Energy-Efficient Resource Allocation for Backscatter-Assisted Wireless Powered Communication Networks in Twin Workshop

Abstract

The problem of energy shortage in sensor nodes caused by frequent data interactions is one of the major constraints on the development of twin workshops. A backscatter-assisted wireless powered communication network (BAWPCN) has been deemed a potential solution for addressing the problem of energy shortage in twin workshops. How to effectively ensure the link energy efficiency (EE) while satisfying the quality of servers for each user has been of high interest, while it has not been well studied in previous works. Inspired by this, in this paper, we propose a resource allocation scheme based on the max–min criterion, considering the user quality of service and energy-causality constraints. The optimization problem is formulated as a mixed-integer nonconvex fractional planning problem which is aimed at maximizing the minimum EE of each link.
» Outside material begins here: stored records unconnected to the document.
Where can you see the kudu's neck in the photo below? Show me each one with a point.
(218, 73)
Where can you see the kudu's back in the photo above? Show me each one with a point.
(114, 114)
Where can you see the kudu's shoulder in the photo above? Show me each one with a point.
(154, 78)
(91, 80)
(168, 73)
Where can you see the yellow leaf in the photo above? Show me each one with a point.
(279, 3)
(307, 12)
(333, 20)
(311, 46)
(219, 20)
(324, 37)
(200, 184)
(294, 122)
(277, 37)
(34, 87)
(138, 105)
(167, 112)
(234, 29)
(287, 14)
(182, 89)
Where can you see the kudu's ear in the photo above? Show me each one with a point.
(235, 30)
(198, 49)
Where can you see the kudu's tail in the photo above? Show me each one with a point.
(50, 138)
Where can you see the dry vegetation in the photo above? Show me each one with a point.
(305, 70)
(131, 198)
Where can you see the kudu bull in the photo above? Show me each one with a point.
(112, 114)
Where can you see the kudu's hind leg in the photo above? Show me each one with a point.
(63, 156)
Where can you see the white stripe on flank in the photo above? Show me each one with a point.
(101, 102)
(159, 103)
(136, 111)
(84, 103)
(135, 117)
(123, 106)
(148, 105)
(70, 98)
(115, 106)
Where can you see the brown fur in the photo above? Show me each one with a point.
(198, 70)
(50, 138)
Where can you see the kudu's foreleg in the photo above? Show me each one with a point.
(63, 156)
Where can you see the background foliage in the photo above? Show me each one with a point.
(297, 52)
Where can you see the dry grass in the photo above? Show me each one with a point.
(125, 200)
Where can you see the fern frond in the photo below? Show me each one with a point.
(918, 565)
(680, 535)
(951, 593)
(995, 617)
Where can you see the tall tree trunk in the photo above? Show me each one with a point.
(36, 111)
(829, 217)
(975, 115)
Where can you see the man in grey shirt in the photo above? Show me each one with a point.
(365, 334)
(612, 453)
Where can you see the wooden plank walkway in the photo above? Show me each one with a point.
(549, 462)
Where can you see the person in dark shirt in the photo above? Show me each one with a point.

The generalized fractional theory is used to transform the nonconvex fractional planning problem into an equivalent mixed-integer nonconvex subtraction optimization problem, and then, the mixed-integer nonconvex subtractive optimization problem is transformed into an equivalent nonconvex optimization problem by introducing relaxation variables to eliminate the integer programming problem arising from the maximum-minimum function. Based on this, the block coordinate descent method is used to decompose the transformation problem into two convex subproblems, and an iterative algorithm is proposed to solve the transformation problem. Simulation results verify the fast convergence of the proposed iterative algorithm and show that the proposed resource allocation method can effectively guarantee the fairness of the energy efficiency of the system in twin workshops.